7. Ensure environmental sustainability.
8. Develop a global partnership for development.    

Contribution of Solar-LED Lighting to Millennium Development Goals (MDGs)
Through the promotion of Solar-LED lighting VLE is addressing serious socio-economic and environmental problems in the developing world and beyond. The reported benefits of LED lighting technology being used as a development tool in the developing countries include improved living conditions, enhanced safety and health, improved physical environment, ability to read and study after sunset and operate cottage industries by night. Given the potential impact of Solar-LED lighting on the wellbeing of the poor, there is no question that it is an important tool in helping to achieve the Millennium Development Goals (MDGs).

Without question affordable Solar-LED Lighting applies to all 8 MDG’s!

Fuel Based Lighting

Environmental Impact

Reduce potent Greenhouse Gas Emissions from the burning of kerosene and other fuel-based lighting sources that help give rise to climate change.

Improve indoor air quality and minimize incidences of burn victims and respiratory ailments associated with smoke inhalation, especially for those most affected - women and children.

Initiate the transition towards a more sustainable energy economy and energy future throughout the developing world.

Fuel based lighting in the developing world is a source of around 250 Million tonnes of CO2 emissions to the atmosphere each year, or 58% of the CO2 emissions from global residential electric lighting. LED lighting powered by renewable energy replaces fuel-based lighting thus reducing greenhouse gas emissions largely responsible for climate change.

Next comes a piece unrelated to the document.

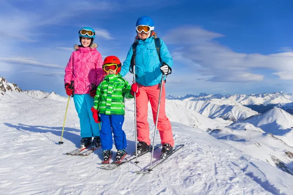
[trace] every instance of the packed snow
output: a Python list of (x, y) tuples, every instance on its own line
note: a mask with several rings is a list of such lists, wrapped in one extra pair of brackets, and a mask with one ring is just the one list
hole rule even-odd
[[(148, 167), (150, 154), (137, 164), (131, 161), (113, 170), (99, 168), (101, 149), (87, 157), (65, 155), (79, 147), (81, 139), (70, 98), (64, 143), (58, 144), (66, 103), (66, 98), (33, 98), (24, 93), (0, 97), (1, 194), (293, 194), (293, 150), (259, 127), (208, 118), (167, 100), (175, 144), (185, 146), (150, 174), (141, 175), (135, 172)], [(133, 100), (126, 106), (123, 129), (131, 155), (136, 145)], [(156, 145), (160, 143), (157, 133)], [(115, 156), (114, 146), (112, 150)], [(160, 150), (155, 152), (154, 160), (160, 156)]]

Kerosene-fueled wick lamps used in millions of developing-country households are a significant but overlooked source of black carbon (BC) emissions. During its short atmospheric lifetime, one kg of BC produces as much positive forcing as 700 kg of carbon dioxide (CO2) does over a period of 100 years.            

Carbon Credit Impact

With LED lighting the avoided CO2 emissions can be used as Carbon Credits and may be traded either in formal markets, e.g. Clean Development Mechanism (CDM), or in a growing voluntary carbon market (e.g. Google, Nike, Yahoo), and thus they could be used to finance Solar-LED lighting implementations in developing countries. It is important to note that the Carbon Credit market has been highly volatile in its early years and has yet to ‘settle down’.                                   

Potential Economics of Carbon Credits from Fuel Based Lighting

Global usage of kerosene for lighting  =  100 B liters/year (Cost (approx) = $100 B)

Resulting CO2 produced from kerosene  =  250 M tonnes/year

Potential Carbon Credits from Kerosene CO2  =  $2.5 B/year (at $10/Tonne)


Final Words

It is very important to remember that at the end of the day all expenditures on kerosene basically “go up in smoke” and with very little light!  It is akin to literally burning the family’s precious funds and they are gone forever!

On the other hand a Solar-LED lighting system not only saves lighting expenditures on an ongoing basis, but it is always a physical asset which can be sold in times of dire need.  It is in essence a form of emergency savings!